Knowing a language requires experience with its use, across social settings and communicative goals. We use our experience with language to build automatic connections among linguistic elements, and to associate linguistic information with other types of knowledge. We then draw rapidly on these connections as we produce and comprehend language. Speaking relies on complex processes of planning and articulation; comprehending language depends on recognizing, constructing, and anticipating linguistic forms. Each of these is shaped by social features of the language situation.
Experimental linguists study how language reflects and conveys social information, and how language is acquired, produced, perceived, comprehended, and represented in the mind. Experimental evidence can challenge or support theories of how a particular language is structured and how languages in general are structured, can help assess whether two related language varieties are separate languages or not, and can illuminate the ways in which languages change over time.

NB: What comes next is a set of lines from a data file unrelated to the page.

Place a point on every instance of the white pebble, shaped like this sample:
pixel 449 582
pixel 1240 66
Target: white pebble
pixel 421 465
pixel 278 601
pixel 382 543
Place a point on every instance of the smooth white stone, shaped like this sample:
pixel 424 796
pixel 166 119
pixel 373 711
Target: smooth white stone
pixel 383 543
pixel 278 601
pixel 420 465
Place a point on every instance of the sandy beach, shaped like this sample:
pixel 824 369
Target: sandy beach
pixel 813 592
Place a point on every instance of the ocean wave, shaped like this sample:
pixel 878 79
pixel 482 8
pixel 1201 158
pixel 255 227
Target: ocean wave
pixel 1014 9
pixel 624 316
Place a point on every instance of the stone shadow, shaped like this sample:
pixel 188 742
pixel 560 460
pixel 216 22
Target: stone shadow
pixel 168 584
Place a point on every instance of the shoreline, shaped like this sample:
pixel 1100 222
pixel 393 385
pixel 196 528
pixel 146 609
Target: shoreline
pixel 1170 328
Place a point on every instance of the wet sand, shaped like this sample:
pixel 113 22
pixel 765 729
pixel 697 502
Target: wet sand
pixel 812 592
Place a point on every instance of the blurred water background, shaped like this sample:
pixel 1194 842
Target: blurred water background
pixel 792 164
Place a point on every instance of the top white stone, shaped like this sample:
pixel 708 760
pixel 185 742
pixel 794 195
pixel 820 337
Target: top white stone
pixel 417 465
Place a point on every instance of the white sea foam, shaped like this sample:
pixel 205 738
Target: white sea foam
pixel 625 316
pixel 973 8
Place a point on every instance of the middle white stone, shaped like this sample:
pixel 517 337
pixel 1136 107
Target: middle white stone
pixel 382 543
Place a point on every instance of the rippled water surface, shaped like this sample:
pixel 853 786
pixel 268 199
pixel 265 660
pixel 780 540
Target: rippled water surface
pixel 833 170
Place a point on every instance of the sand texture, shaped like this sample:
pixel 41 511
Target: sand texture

Research in experimental linguistics at UHM can be conducted in one of the LAE Labs or outside of the labs, including in fieldwork settings. We have a particular focus on languages spoken in Hawaii, the Pacific, and Asia. Our research includes work in phonetics, sociolinguistics, laboratory phonology, experimental syntax, psycholinguistics, and language acquisition by children, second language learners, and heritage speakers.
Some of our experimental research is directed at questions of linguistic analysis or representation; other projects focus on the cognitive processes at play as a linguistic unit is produced or received. Experimental linguistics often involves co-authored projects. We collaborate and share laboratory resources with researchers in other departments at UH, as well as linguists, psychologists, and other scientists across the globe.